While topping two division foes in the Bucs (27-16) and Falcons (26-23 in overtime) was big, the Saints know how vital the game with the Giants is at this point in the season.
The Giants, who were 1-3 in November in 2009 and 2-2 last season and missed the postseason both times, are 1-2 this year after falling to the San Francisco 49ers (27-20) and Philadelphia Eagles (17-10) the last two weeks.
As a result, they’re approaching the Saints’ game with a sense of urgency.
“Obviously, these guys are coming off of two tough losses with the last one being at home against a divisional opponent, so there’s an extreme sense of urgency,” Brees said. “All that means is we know we have to play one of our best football games of the year. Execution is going to be key.”
The Giants insist they’re not thinking about the last two games, or what lies ahead of them.
“You prepare for this game, you get ready for the Saints and that’s all you can do,” said quarterback Eli Manning. “You have to keep your focus and mindset on the goal, and that is to just win this game.
“It’s not about who our next opponent is or what the standings are in the division. All we can worry about is the New York Giants and get ready to play the next game.”
Unlike seasons past, the Giants are struggling to run the football and rank 31st in the league with just 83.2 yards per game as leading rusher Ahmad Bradshaw will miss his fourth straight game with a fractured foot.
Backup Brandon Jacobs, a former Assumption High School star, averages just 3.0 yards per carry, putting additional pressure on Manning.

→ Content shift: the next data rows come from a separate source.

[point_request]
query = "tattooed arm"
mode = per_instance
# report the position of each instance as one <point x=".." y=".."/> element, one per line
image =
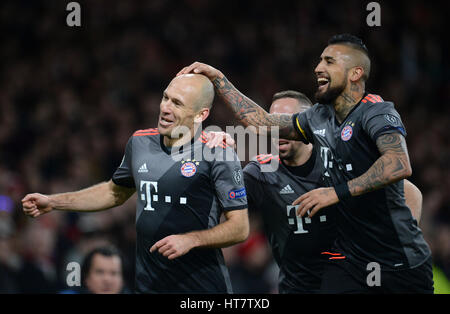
<point x="246" y="111"/>
<point x="392" y="166"/>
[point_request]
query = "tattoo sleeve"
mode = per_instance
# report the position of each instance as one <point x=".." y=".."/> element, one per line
<point x="392" y="166"/>
<point x="249" y="113"/>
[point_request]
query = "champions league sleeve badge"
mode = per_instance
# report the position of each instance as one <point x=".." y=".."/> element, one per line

Manning, however, has responded with one of his better seasons. He’s completed 62.0 percent of his passes for 2,952 yards with 18 touchdowns and only nine interceptions for a passer rating of 94.7.
“I would definitely say that I have seen a progression in his play,” Payton said of Manning. “Clearly, he is one of the leaders of that team and he’s having an outstanding season, especially because they haven’t had the success running the football that they have had.
“Two big allies to a quarterback,” he added, “are good defense and the ability to run the football.”
In this case, one out of two has the Giants hanging in there.
The defense has held its own despite numerous injuries at linebacker and in the secondary. They’re tied for fourth in the league with 31 sacks and are in the top 10 with 14 interceptions — including four by former LSU cornerback Corey Webster.
But the defensive line is Payton’s main concern.
Ends Jason Pierre-Paul and Osi Umenyiora have 10? and seven sacks, respectively, and Justin Tuck, who has added two sacks, is another formidable pass rusher.
“They lead the league in sacks as a position group,” Payton said of the ends. “These guys can rush the passer very well without having to rely on pressure and they have played very well this year when you look at their numbers. It’s impressive.”
The Saints announced last week that enhanced security screenings, which were recommended by the NFL office earlier this season, will be in place Monday night. The measures include hand-held metal-detecting wands and/or pat downs, and may result in longer lines at entry points to the Superdome. Fans are encouraged to arrive early.